Un instrument financier stratégique au cœur du tissu économique
Le ballet des véhicules dans la capitale congolaise rappelle chaque jour le rôle structurant du réseau routier dans la dynamique économique nationale. Créé pour assurer le financement pérenne de l’entretien et de la modernisation des routes, le Fonds routier est devenu, en l’espace de deux décennies, l’un des leviers les plus scrutés par les milieux d’affaires comme par les ménages.
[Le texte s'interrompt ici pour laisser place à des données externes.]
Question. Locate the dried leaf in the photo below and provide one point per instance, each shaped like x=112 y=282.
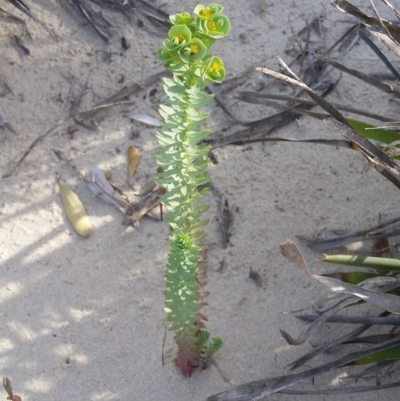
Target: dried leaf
x=255 y=277
x=133 y=159
x=7 y=386
x=75 y=210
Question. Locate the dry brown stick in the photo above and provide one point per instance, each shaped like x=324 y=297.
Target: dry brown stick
x=113 y=100
x=364 y=77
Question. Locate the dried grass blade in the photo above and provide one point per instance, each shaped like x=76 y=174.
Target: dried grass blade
x=361 y=235
x=380 y=160
x=312 y=328
x=387 y=302
x=249 y=391
x=386 y=26
x=364 y=36
x=388 y=42
x=298 y=82
x=364 y=77
x=259 y=98
x=331 y=345
x=371 y=320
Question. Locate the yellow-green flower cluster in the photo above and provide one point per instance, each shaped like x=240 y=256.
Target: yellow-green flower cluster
x=183 y=158
x=186 y=51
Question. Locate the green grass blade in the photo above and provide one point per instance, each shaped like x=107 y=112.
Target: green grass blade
x=376 y=134
x=369 y=262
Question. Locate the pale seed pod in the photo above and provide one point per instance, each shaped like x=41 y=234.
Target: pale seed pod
x=75 y=210
x=133 y=159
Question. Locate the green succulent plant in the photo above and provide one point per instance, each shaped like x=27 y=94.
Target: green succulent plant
x=183 y=160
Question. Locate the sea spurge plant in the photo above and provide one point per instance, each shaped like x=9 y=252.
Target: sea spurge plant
x=183 y=160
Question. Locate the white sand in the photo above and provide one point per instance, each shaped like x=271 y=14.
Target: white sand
x=82 y=319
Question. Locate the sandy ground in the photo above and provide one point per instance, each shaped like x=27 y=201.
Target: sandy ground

À l’heure où le gouvernement déroule la phase opérationnelle du Plan national de développement 2022-2026, la performance de cet organe conditionne l’attractivité logistique de tout le pays. « La route précède le développement », rappellent souvent les économistes de la sous-région, et la formule n’a jamais paru aussi pertinente.
La contrainte budgétaire et l’impératif de modernisation
Réunis le 26 juin autour du ministre de l’Assainissement urbain, du Développement local et de l’Entretien routier, les décideurs ont ausculté, chiffres en main, la soutenabilité financière du dispositif. Entre la progression du trafic, l’inflation du coût des intrants bitumineux et la nécessité de maintenir des axes secondaires souvent négligés, l’équation budgétaire se complexifie. Juste Désiré Mondelé a rappelé que « la gouvernance du Fonds doit conjuguer rigueur comptable et créativité », soulignant que chaque franc cfa mobilisé doit être traçable, depuis la collecte des droits de passage et de pesage jusqu’à la réception technique des travaux.
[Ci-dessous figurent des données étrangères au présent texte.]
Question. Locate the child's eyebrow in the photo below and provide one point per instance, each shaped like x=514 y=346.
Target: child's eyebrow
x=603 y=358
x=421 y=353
Dans une conjoncture internationale marquée par la volatilité des cours du pétrole – principal vecteur de recettes fiscales pour le Trésor – la recherche de financements innovants s’impose. Les experts présents ont ainsi évoqué le recours contrôlé aux marchés de capitaux régionaux, la dynamisation de la taxe poids lourds et une coopération accrue avec la Banque de développement des États de l’Afrique centrale. L’objectif est clair : élargir la base financière sans alourdir excessivement la charge fiscale des ménages.
Cantonnage de juillet : une opération test
Le calendrier est serré. Dès les premiers jours de juillet, les équipes d’entretien devront lancer une vaste campagne de cantonnage manuel et mécanisé. Cette opération, prévue sur plus de mille kilomètres de voiries urbaines et interurbaines, servira de baromètre à la nouvelle doctrine de maintenance préventive. Le directeur général du Fonds routier, Elenga Obat Nzenguet, précise que « les interventions cibleront prioritairement les accotements et les dispositifs de drainage, là où la dégradation progresse le plus vite à la saison des pluies ».
L’enjeu dépasse la simple réhabilitation ponctuelle : il s’agit d’installer durablement une culture de l’entretien régulier, moins coûteuse que les reconstructions cycliques. Des protocoles inspirés des normes de la Communauté économique des États de l’Afrique centrale seront appliqués, incluant la géolocalisation des tronçons traités et la remontée en temps réel des données vers un tableau de bord centralisé.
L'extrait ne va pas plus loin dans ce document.